Exposure to an index of bank shares is an obvious option. The Euro Stoxx bank index known as SX7P, which comprises 48 banks, currently has more than a third of its exposure to three large European firms: HSBC, Santander and BNP Paribas.

That seems to offer a degree of security, along with gearing to a potential recovery for the sector. But it is worth recalling that as recently as five years ago the index had a lot of exposure to three banks that have since seen a collapse in their value, in the form of Deutsche, Barclays and Standard Chartered.

And HSBC, Santander and BNPP have all had their own regulatory and reputational challenges, even if their balance-sheet strength allowed them to manage the impact of fines and stress test failures. 

Relative value trades within the banking sector are an alternative way to bet on changes in fortune among firms.

Potential wager

One potential wager is a bet on a reversal in the relationship between US and European banks. The current narrative consensus that US banks are steadily squeezing their European rivals out of any market with a meaningful upside is reflected in both stock and credit prices.

So a long/short bet on the Euro Stoxx SX7P versus the KBW Nasdaq bank index might appeal as a prediction that European firms will recover some ground.

This view could also be expressed by selling credit default swap protection on a basket of European banks while buying protection on US banks.

There are other areas of potential upside in niche corners of the market for bank debt.
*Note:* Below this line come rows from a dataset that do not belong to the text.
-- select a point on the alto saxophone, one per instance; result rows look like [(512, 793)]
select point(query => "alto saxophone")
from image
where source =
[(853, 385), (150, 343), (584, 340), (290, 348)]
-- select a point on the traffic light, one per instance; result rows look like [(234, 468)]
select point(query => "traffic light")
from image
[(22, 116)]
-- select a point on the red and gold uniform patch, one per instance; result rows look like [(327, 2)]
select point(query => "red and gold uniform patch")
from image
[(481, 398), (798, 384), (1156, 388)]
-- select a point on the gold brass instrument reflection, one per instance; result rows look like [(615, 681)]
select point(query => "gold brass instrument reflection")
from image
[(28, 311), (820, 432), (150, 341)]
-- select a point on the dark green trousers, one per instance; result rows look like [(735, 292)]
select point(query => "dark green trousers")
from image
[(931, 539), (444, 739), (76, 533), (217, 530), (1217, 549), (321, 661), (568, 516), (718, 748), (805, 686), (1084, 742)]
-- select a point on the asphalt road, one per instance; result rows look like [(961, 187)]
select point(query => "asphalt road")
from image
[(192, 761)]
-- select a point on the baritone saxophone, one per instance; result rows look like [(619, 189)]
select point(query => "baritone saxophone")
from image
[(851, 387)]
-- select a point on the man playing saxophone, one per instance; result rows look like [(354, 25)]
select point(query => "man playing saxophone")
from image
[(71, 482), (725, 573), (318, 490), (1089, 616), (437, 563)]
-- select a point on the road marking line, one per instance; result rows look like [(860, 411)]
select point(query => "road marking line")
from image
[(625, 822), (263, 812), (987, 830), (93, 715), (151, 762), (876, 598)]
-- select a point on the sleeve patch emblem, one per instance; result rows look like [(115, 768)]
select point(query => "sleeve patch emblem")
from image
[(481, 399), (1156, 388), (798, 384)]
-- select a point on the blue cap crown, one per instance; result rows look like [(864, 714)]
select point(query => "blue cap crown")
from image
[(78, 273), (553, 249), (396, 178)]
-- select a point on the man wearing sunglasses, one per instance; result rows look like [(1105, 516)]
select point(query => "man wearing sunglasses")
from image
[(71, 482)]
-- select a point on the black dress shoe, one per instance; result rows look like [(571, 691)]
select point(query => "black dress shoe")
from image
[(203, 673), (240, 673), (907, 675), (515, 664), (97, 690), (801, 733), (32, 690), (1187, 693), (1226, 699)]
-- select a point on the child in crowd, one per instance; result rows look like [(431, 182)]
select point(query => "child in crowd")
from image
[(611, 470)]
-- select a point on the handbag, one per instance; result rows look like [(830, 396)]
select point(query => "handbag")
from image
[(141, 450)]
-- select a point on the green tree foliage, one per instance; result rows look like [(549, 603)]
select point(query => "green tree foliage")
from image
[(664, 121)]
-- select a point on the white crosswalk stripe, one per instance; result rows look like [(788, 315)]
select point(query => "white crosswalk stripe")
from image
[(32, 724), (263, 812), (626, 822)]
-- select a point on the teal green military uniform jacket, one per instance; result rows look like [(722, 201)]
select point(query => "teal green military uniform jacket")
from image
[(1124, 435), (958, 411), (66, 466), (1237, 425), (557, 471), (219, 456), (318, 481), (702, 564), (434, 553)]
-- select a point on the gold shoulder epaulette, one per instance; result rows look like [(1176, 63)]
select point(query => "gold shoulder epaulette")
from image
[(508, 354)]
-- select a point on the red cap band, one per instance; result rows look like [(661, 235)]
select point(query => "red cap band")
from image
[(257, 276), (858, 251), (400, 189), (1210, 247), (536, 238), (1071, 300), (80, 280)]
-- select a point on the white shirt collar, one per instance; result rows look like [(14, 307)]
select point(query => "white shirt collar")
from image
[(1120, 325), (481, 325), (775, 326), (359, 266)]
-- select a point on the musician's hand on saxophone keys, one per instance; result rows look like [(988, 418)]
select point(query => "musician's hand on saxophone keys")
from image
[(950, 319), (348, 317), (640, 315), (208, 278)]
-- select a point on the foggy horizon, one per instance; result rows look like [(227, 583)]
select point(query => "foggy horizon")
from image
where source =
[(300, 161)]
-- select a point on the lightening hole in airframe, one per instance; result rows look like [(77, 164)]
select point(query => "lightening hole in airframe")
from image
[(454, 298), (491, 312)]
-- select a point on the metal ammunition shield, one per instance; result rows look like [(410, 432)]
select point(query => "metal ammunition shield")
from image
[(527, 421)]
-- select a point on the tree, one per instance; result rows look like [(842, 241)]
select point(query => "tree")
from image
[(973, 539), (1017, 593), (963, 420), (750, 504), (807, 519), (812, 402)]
The market for European bank capital bonds that have equity-like characteristics could receive a boost from the recent Chinese move to allow dealers to swap bank-issued perpetual debt for liquid central bank bills, for example.

The Chinese move is aimed at bolstering its own banks, but if it pushes down yields on local bank debt, that in turn could prompt Asian investors to buy higher-yielding instruments from European banks, especially firms with brand appeal in Asia, such as HSBC and Standard Chartered.

But finely calibrated trades on a recovery in banking sector share valuations still face a fundamental Charlie Brown-style trap – the demonstrated ability of the executives who run banks to sabotage their own fortunes.